Manque de places en foyer et d’assistants familiaux, placements non exécutés, mesures d’assistance éducative en milieu ouvert prises en charge dans des délais pouvant excéder 6 mois, et ruptures dans les parcours des enfants… telles sont les situations extrêmement préoccupantes qui questionnent le respect de l’intérêt supérieur de l’enfant.
Au-delà des situations de ces départements, la Défenseure des droits, Claire Hédon et son adjoint Défenseur des enfants, Eric Delemar, s’alarment, une fois de plus, de l’état dramatique de la protection de l’enfance aujourd’hui, qui n’est, dans de nombreux territoires, plus dûment assurée.

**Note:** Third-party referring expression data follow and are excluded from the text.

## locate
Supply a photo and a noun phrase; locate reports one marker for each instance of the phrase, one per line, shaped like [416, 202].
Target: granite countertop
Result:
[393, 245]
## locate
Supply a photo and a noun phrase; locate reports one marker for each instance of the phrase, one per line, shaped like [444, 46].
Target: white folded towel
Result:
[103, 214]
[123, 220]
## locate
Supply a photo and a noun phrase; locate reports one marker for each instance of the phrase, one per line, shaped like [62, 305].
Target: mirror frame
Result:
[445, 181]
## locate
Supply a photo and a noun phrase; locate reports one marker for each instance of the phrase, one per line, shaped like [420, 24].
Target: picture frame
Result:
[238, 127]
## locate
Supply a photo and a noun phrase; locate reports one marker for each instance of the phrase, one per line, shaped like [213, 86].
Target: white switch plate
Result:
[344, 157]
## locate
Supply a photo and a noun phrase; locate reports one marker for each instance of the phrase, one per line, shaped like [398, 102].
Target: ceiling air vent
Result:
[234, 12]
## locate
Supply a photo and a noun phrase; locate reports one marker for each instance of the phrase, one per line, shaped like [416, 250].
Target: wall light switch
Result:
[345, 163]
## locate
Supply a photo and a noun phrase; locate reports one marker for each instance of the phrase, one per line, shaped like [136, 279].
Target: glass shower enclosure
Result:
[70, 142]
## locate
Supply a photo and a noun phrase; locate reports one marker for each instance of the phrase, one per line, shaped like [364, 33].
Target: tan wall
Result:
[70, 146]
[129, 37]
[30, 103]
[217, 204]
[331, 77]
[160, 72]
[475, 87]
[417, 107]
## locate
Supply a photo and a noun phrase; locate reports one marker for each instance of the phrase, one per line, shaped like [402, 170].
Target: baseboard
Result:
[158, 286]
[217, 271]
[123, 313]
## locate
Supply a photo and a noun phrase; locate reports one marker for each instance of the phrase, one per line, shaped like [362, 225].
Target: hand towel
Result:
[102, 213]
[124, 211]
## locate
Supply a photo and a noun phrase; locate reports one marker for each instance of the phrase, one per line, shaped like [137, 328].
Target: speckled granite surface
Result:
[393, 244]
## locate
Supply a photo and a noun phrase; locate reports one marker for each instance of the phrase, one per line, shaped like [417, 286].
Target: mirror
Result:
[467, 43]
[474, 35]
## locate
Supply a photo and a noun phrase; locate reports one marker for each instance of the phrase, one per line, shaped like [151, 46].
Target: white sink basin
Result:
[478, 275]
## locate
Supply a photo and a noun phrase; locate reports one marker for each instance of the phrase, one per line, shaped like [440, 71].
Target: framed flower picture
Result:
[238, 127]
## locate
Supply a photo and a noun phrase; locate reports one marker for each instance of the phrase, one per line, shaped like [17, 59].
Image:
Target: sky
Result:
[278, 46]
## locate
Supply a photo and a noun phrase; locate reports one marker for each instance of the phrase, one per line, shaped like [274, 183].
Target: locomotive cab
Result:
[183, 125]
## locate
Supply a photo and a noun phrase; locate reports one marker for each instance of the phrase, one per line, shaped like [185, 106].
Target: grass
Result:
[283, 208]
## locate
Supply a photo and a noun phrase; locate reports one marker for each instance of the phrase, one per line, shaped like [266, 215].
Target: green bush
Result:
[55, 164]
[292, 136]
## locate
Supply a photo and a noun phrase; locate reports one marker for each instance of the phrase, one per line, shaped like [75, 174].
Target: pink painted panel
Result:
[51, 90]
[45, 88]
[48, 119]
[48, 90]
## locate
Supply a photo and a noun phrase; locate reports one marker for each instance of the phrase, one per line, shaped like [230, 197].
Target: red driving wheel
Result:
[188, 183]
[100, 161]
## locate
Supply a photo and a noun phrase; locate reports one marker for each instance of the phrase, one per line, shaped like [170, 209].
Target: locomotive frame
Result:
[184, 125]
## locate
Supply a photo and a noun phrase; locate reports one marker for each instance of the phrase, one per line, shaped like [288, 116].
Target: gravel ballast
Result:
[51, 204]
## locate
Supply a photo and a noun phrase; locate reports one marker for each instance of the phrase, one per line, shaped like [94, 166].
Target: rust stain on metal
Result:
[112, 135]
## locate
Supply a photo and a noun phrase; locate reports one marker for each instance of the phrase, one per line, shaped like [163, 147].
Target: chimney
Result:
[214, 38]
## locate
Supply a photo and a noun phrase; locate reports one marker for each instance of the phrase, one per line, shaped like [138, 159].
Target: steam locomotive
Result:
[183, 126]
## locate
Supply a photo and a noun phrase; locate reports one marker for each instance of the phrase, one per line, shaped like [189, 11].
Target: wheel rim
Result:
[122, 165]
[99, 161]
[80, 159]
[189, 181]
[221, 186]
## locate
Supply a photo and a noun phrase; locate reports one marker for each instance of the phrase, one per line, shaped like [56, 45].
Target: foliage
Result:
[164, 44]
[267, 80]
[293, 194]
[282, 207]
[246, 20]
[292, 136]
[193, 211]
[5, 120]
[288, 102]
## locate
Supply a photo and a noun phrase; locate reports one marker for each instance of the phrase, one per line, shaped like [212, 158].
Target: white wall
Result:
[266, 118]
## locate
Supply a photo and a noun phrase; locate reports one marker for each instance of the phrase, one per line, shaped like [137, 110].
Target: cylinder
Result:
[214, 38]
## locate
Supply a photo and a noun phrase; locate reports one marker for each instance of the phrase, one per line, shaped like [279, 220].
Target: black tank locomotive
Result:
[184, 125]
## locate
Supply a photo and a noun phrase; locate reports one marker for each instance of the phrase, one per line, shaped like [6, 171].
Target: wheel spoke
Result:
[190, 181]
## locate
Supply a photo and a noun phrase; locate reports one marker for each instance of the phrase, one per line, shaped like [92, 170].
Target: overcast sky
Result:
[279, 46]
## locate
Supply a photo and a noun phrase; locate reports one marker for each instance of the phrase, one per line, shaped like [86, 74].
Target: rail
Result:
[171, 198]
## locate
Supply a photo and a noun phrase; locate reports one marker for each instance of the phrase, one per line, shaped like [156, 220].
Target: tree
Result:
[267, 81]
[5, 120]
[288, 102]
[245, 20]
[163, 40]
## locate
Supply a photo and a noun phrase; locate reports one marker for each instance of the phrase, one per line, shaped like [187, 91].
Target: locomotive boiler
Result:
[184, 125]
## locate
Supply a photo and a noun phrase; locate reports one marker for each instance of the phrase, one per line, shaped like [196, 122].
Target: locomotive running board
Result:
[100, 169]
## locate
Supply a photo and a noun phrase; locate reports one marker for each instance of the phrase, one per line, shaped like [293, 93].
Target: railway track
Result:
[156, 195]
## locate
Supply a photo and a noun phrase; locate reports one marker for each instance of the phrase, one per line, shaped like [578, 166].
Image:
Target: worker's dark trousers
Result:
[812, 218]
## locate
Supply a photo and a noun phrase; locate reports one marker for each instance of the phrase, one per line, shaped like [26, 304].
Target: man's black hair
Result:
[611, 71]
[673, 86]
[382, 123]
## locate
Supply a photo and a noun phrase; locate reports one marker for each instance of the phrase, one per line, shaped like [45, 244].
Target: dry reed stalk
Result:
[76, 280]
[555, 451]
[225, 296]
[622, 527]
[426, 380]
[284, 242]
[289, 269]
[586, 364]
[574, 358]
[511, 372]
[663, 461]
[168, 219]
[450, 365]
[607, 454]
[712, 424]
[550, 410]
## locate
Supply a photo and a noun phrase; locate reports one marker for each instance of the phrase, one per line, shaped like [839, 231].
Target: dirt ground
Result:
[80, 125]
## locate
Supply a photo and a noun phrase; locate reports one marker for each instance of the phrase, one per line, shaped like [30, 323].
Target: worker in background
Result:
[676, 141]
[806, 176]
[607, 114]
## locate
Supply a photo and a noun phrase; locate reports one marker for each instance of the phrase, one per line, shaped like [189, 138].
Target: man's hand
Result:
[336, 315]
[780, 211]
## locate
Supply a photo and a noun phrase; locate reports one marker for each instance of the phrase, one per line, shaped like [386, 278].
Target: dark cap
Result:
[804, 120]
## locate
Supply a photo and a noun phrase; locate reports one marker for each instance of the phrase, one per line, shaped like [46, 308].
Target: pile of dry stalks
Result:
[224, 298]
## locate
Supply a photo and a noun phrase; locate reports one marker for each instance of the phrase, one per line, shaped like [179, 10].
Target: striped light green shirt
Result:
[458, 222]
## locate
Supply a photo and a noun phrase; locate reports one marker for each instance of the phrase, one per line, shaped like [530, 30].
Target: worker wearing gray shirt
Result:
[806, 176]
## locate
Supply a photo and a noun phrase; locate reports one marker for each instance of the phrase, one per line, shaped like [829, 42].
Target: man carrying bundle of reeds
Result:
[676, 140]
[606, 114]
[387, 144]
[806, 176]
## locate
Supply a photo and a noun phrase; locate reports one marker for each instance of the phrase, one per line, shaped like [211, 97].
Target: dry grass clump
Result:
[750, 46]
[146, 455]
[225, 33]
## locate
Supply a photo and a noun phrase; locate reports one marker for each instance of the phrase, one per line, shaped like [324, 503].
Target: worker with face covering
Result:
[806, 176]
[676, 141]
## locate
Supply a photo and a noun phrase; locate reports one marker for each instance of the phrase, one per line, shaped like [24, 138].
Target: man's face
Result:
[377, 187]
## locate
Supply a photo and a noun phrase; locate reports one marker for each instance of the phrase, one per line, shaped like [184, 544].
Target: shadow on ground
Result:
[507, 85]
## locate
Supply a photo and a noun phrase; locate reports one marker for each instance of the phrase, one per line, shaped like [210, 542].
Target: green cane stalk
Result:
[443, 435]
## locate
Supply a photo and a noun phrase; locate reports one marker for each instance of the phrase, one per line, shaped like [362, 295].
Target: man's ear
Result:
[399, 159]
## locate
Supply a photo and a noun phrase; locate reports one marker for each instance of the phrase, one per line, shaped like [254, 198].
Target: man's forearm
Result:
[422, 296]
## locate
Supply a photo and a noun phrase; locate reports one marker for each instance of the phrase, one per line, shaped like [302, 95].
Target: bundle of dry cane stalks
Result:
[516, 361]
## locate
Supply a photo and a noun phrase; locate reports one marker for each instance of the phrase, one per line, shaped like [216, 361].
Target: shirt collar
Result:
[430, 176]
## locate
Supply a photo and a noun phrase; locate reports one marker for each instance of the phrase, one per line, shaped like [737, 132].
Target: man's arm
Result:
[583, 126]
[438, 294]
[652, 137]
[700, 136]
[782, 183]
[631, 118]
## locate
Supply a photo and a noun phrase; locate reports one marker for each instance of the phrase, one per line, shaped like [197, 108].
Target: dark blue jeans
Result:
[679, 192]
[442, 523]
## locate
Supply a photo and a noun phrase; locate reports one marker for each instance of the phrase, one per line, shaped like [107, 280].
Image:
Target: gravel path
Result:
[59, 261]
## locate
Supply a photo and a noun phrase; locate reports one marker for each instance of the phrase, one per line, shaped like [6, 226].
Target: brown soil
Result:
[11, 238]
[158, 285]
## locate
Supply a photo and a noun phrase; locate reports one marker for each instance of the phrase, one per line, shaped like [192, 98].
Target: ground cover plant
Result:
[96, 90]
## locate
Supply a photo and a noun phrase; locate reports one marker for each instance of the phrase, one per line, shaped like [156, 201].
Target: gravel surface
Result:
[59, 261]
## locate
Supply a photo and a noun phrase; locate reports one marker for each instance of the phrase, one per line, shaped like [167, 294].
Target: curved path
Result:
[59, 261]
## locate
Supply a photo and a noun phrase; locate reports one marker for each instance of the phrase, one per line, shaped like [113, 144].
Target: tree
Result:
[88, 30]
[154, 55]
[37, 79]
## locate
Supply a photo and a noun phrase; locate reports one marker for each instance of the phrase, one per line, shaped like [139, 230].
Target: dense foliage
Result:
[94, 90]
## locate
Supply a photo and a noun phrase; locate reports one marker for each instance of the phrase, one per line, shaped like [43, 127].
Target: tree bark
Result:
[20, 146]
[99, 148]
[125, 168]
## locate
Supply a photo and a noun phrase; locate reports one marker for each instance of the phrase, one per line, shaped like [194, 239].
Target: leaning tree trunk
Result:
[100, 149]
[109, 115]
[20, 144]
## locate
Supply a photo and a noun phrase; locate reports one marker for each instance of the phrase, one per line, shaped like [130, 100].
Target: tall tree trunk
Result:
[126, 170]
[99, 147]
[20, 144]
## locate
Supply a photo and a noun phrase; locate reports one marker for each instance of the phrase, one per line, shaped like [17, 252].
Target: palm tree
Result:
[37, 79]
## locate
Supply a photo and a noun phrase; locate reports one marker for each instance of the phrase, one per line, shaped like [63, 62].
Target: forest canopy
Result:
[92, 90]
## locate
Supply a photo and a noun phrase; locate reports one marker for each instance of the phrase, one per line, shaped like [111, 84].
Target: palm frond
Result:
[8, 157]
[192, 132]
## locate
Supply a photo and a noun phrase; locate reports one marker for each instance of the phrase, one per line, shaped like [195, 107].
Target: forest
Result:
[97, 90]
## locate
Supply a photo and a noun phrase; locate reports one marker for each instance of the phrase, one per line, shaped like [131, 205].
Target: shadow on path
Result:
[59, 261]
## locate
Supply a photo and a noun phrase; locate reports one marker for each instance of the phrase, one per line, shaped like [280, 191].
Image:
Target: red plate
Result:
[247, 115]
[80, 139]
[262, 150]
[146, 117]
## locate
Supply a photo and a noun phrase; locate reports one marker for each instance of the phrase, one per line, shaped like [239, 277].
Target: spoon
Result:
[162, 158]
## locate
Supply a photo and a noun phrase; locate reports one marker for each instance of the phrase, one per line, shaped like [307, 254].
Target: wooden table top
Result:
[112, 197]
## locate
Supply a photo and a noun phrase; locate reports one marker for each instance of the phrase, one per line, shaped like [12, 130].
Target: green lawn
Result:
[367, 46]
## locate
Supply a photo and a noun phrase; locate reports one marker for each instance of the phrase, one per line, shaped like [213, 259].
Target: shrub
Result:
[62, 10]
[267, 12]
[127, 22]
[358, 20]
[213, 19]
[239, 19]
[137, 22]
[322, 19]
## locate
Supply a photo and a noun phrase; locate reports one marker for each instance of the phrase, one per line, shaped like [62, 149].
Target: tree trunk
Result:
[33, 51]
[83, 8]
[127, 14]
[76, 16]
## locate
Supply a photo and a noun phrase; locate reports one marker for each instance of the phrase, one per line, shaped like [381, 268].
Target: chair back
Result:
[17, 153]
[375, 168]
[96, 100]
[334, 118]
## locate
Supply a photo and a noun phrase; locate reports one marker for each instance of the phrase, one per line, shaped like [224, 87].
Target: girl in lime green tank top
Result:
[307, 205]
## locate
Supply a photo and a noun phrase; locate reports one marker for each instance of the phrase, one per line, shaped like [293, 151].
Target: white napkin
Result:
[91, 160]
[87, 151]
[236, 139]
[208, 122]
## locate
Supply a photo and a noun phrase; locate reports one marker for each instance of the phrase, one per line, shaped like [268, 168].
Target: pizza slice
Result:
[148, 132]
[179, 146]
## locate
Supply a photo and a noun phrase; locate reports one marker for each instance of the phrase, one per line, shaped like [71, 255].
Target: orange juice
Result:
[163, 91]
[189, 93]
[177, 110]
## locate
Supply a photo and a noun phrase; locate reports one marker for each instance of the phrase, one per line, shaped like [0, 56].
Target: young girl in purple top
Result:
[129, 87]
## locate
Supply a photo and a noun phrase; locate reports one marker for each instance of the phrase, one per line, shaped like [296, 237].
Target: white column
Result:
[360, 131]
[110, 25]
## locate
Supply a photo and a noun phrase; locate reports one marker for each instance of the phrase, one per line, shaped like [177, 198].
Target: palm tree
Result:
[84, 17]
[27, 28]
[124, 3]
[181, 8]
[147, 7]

Des conditions inadaptées pour garantir l’effectivité des droits de l’enfant
Le nombre de places pour accueillir les très jeunes enfants, comme les adolescents dans des conditions adaptées à leurs besoins, est largement insuffisant. Les mises en danger se multiplient. Le manque de professionnels pour les accompagner est criant. Malgré un investissement souvent considérable de ces professionnels, leurs conditions de travail ne leur permettent plus de mettre au cœur de leurs actions l’intérêt supérieur de l’enfant. Les métiers de la protection de l’enfance n’attirent plus suffisamment, ce qui met à mal la stabilité des parcours des enfants et la connaissance fine de leurs besoins fondamentaux individuels.
Pour la Défenseure des droits, les réponses institutionnelles à ces besoins ne sont pas à la hauteur des enjeux et portent atteinte aux droits fondamentaux des enfants, protégés par la Convention internationale des droits de l’enfant.
Un système de la protection de l’enfance qui ne permet plus de protéger suffisamment
Depuis de nombreuses années à travers ses rapports, avis, recommandations, le Défenseur des droits met en garde les pouvoirs publics sur une situation qui ne cesse de se dégrader.
Ces dernières années, plusieurs textes législatifs ont réformé la protection de l’enfance sans qu’ils s’accompagnent d’une réelle réflexion nationale et locale sur leur application sur le terrain. Tiraillés entre la nécessité d’appliquer des textes parfois complexes et l’insuffisance des moyens qui leur sont donnés, les travailleurs sociaux en relation directe avec les familles et les enfants, peuvent ne plus percevoir le sens de leur mission et se trouvent malmenés par des injonctions contradictoires. Par ailleurs, la traduction concrète du décloisonnement, tant espéré, des différentes institutions concourant à la protection de l’enfance se fait attendre.